In de omschrijving van buurtschappen wordt geprobeerd de tegenstelling tussen 2 groepen van buurtschappen uit te leggen.Er is sprake van orientatie in het landschap en orientatie op wegen. Dit is niet bepaald helder en ik vraag me sterk af of de feitelijke situatie wel correct is.
Ook denk ik 2 buurtschappen te missen in de nota of worden Ter Wee en de Robolligerhoek
in dit kader niet als zodanig beschouwd.
De omschrijving van de activiteiten op de industrieterreinen vinden we zeer mager.
Opvallend vind ik dat, juist in het “jaar van de boerderij” niet expliciet het begrip “streekeigen bouwen” wordt genoemd. Juist voor onze buitengebieden kunnen we schitterend gebruik maken van de expertise die er op dit gebied is.
De gebieden worden in de nota ingedeeld op een nivo van toetsing. En vervolgens worden hiervoor criteria benoemd.

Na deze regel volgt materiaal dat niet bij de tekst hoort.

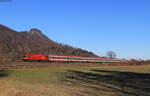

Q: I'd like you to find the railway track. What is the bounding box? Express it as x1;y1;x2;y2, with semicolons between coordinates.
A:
0;62;150;69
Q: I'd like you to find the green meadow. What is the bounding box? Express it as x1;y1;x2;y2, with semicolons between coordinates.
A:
0;65;150;96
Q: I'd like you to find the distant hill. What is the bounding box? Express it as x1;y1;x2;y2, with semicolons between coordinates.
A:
0;24;97;61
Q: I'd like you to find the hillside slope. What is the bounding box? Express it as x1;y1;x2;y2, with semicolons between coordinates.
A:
0;25;96;61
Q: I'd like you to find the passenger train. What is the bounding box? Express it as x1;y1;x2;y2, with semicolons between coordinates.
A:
23;54;123;63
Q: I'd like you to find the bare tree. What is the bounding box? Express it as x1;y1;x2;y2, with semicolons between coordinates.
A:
106;51;116;59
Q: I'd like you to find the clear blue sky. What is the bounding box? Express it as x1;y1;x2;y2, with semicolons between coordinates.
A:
0;0;150;59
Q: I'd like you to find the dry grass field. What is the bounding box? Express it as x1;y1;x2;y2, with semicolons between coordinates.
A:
0;65;150;96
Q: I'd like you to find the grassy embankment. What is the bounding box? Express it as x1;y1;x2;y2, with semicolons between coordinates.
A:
0;65;150;96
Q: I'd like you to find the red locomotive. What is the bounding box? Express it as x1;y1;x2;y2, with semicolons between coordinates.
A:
23;54;122;63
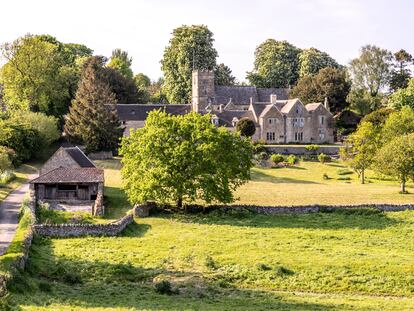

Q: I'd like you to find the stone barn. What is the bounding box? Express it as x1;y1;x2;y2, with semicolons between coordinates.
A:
30;147;104;216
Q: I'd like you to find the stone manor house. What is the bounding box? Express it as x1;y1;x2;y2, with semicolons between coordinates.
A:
117;70;334;144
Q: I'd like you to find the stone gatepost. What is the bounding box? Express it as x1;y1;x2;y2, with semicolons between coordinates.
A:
92;183;105;216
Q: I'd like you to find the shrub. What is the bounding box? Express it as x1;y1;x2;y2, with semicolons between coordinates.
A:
305;144;319;153
0;171;16;185
318;153;331;164
154;280;175;295
270;153;285;165
204;256;218;269
338;168;354;175
286;154;298;165
275;266;295;277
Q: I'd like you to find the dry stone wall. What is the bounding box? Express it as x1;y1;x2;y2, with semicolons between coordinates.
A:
33;214;134;238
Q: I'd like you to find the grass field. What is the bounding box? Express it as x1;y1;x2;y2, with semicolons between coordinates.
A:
5;160;414;311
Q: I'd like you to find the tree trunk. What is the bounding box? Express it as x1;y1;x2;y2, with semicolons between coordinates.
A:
400;180;405;193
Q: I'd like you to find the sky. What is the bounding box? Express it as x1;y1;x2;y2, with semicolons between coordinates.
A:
0;0;414;81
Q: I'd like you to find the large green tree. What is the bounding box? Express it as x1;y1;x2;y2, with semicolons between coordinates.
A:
390;50;413;91
247;39;300;88
214;63;236;85
0;35;92;118
340;122;380;184
108;49;134;79
289;67;351;113
348;45;392;97
374;133;414;193
64;58;122;152
388;78;414;109
120;111;252;207
299;48;340;77
161;25;217;104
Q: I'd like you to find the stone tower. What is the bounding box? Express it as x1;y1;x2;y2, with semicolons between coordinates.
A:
192;70;215;113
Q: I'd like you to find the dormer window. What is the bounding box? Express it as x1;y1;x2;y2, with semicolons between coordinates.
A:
231;117;239;127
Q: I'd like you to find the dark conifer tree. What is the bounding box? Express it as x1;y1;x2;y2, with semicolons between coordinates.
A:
65;63;122;152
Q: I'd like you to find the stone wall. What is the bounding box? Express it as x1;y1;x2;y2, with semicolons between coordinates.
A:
186;204;414;215
264;145;341;155
33;213;134;238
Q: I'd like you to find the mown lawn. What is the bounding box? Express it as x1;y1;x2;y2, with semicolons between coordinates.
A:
5;210;414;310
5;160;414;311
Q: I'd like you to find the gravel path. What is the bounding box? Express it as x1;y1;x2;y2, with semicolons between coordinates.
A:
0;175;36;255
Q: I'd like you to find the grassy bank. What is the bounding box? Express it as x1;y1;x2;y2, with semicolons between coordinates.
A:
8;210;414;310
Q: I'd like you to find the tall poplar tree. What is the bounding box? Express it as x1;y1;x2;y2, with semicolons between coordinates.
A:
161;25;217;104
65;63;122;152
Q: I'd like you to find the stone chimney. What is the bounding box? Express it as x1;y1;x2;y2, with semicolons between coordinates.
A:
270;94;277;104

Ten aanzien van het nivo van toetsing het volgende:
De buurtschappen zijn ingedeeld op nivo 1 gericht op respecteren en interpreteren. Hiermee kunnen we instemmen met uitzondering van Zwartewatersklooster. Gezien het unieke karakter en bebouwing willen we deze buurtschap graag beoordeeld zien volgens het criteria “behouden”.

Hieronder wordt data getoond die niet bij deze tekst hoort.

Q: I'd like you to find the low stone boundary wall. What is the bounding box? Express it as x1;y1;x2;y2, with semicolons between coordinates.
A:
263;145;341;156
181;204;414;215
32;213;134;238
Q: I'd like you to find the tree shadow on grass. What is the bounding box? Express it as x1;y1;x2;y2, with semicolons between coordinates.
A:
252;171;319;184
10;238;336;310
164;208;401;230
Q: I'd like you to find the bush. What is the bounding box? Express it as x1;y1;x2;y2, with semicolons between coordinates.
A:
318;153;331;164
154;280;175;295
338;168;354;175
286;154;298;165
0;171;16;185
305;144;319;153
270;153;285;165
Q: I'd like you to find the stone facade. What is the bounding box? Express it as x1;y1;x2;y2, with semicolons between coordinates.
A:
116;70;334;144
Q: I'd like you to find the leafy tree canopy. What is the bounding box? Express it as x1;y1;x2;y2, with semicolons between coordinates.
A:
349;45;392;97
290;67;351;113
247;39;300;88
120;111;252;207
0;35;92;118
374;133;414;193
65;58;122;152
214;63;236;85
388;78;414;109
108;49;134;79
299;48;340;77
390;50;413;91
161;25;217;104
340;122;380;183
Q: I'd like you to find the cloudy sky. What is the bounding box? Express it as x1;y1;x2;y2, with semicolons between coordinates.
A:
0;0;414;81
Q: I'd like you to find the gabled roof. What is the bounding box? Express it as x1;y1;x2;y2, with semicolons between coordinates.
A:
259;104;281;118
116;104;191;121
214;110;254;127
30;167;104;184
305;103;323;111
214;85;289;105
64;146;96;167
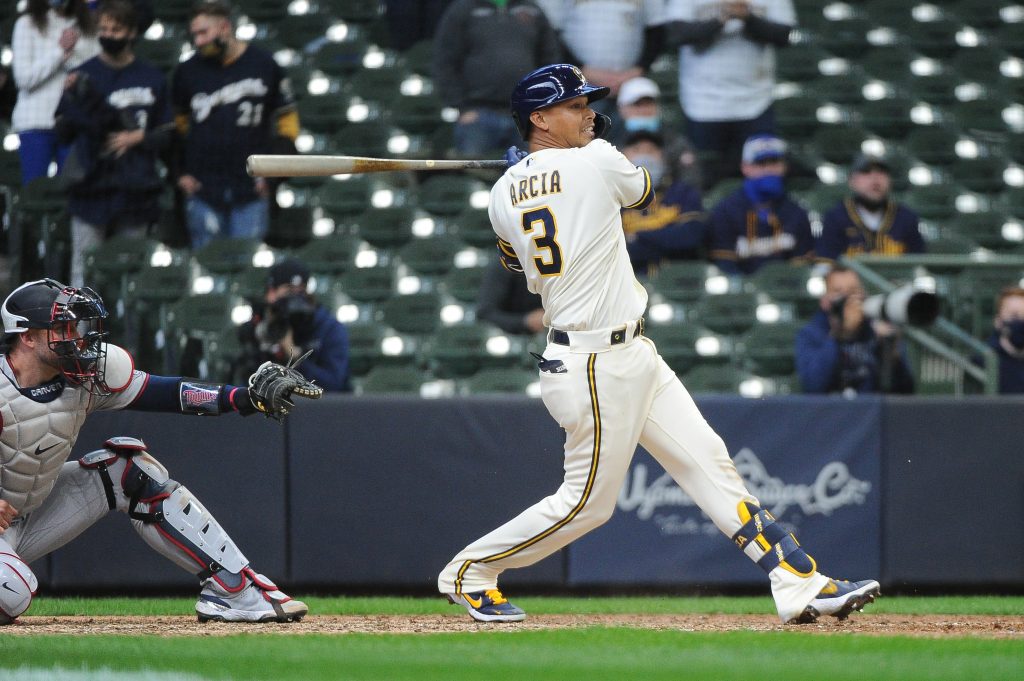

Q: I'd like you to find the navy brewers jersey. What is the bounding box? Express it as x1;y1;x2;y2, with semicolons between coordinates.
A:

Een ander gebied waar we toch een opmerking over willen maken is Mastenbroek.
De polder wordt geroemd als een van de oudste polders met een uniek origineel patroon van wegen en weteringen, waarlangs de bewoning al eeuwen lang op terpen plaatsvind. Voor beoordeling wordt welstandnivo1 voorgesteld, gericht op respecteren. Hier is voor gekozen om het dynamische karakter van het gebied niet te frustreren. Hiermee wordt gedoeld op de nog in bedrijf zijnde en vrijkomende agrarische bebouwing. Voorzitter, ik vraag me af of hiermee de lat niet te hoog wordt gelegd. De polder heeft zeker een aantal kenmerken en kwaliteiten. Ik zou die willen benoemen als lintbebouwing langs de Oude en Nieuwe Wetering, waarbij de oorspronkelijke bebouwing op terpen plaats vond. Voor een eventuele ver(nieuw)bouw op deze oorspronkelijke terpen, wil ik het voorgestelde criterium wel hanteren. Voor nieuwbouw buiten deze terpen of op nieuwe lokaties vinden wij een normale en zorgvuldige beoordeling (dus nivo 2/respecteren) zwaar genoeg. Wanneer we de landbouw niet willen frustreren moeten we er ook wat voor doen.

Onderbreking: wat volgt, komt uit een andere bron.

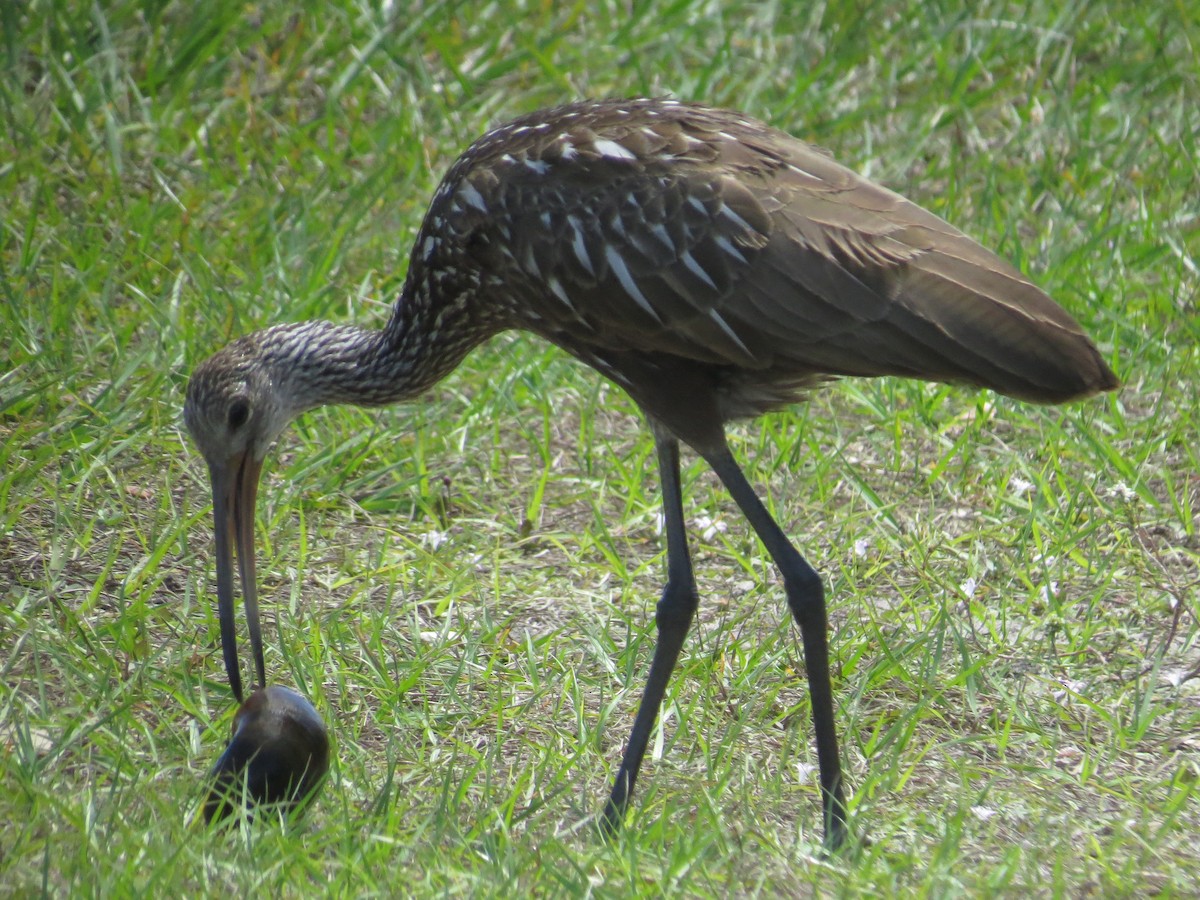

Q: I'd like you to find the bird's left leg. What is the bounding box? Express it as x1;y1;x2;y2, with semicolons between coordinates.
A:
604;422;700;834
697;439;847;850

Voor het overige kunnen wij instemmen met het plan en zien wij een verdere uitwerking met belangstelling tegemoet.
Dan, afsluitend, toch nog het volgende: we praten binnen Zwartewaterland over een structuurvisie en momenteel over een welstandsnota. We proberen hiermee de ruimtelijke kwaliteit te verbeteren. We zijn hierin kaderscheppend bezig en formuleren zelfs sneltoetscriteria. Tegelijkertijd constateren we dat woningen, na de oplevering, in andere afwijkende kleuren worden geschilderd, dat beplantingsplannen niet worden uitgevoerd, dat er in woningblokken verschillende gevelindelingen ontstaan.
Ik ben benieuwd hoe de fracties hier tegenover staan. Is dit een individuele invulling, een stukje eigen identiteit of moeten we als gemeente zoeken naar mogelijkheden om ook in de gebruiksfase de kwaliteit te kunnen bewaken.